UniqueValueRatio - Amazon Glue
Services or capabilities described in Amazon Web Services documentation might vary by Region. To see the differences applicable to the China Regions, see Getting Started with Amazon Web Services in China (PDF).

UniqueValueRatio

Checks the unique value ratio of a column against a given expression. A unique value ratio is the fraction of unique values divided by the number of all distinct values in a column. Unique values occur exactly one time, while distinct values occur at least once.

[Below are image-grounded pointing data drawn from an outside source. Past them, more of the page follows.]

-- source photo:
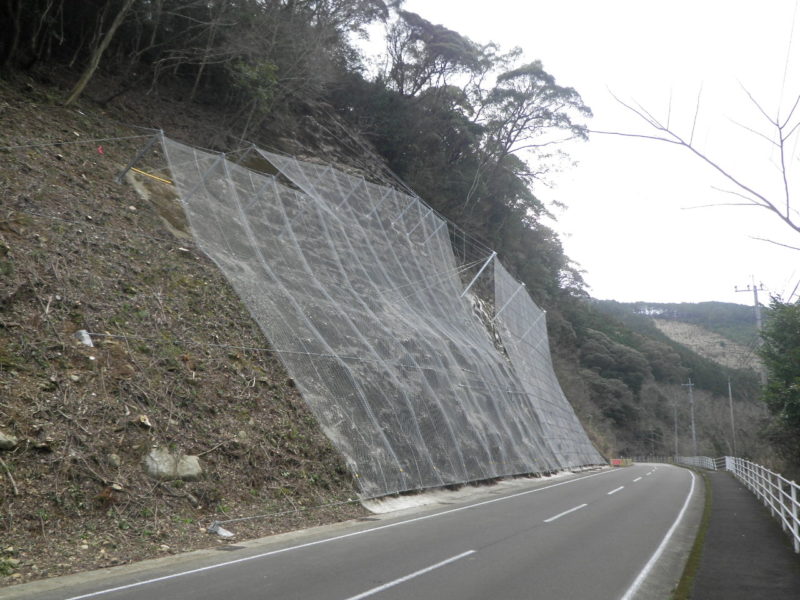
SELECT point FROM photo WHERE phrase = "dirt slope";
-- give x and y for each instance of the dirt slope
(177, 364)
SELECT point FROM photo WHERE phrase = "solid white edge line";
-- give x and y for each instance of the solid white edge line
(410, 576)
(327, 540)
(637, 583)
(566, 512)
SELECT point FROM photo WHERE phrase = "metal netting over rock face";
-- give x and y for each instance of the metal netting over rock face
(523, 330)
(358, 291)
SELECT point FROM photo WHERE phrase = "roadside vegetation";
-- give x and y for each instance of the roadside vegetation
(178, 363)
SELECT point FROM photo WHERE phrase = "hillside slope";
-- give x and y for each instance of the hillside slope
(177, 364)
(709, 344)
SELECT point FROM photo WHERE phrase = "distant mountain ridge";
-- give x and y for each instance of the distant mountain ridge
(723, 332)
(735, 322)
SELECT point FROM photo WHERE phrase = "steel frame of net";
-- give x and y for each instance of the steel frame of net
(358, 285)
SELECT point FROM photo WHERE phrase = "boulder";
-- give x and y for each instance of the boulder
(189, 468)
(164, 465)
(7, 441)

For example, the set [a, a, b] contains one unique value (b) and two distinct values (a and b). So the unique value ratio of the set is ½ = 0.5.

Syntax

UniqueValueRatio <COL_NAME> <EXPRESSION>
  • COL_NAME – The name of the column that you want to evaluate the data quality rule against.

    Supported column types: Any column type

  • EXPRESSION – An expression to run against the rule type response in order to produce a Boolean value. For more information, see Expressions.

Example: Unique value ratio

This example checks the unique value ratio of a column against a range of values.

UniqueValueRatio "test_score" between 0 and 0.5 UniqueValueRatio "Customer_ID" between 0 and 0.9 where "Customer_ID < 10"

Sample dynamic rules

  • UniqueValueRatio "colA" > avg(last(10))

  • UniqueValueRatio "colA" <= index(last(10),2) + std(last(5))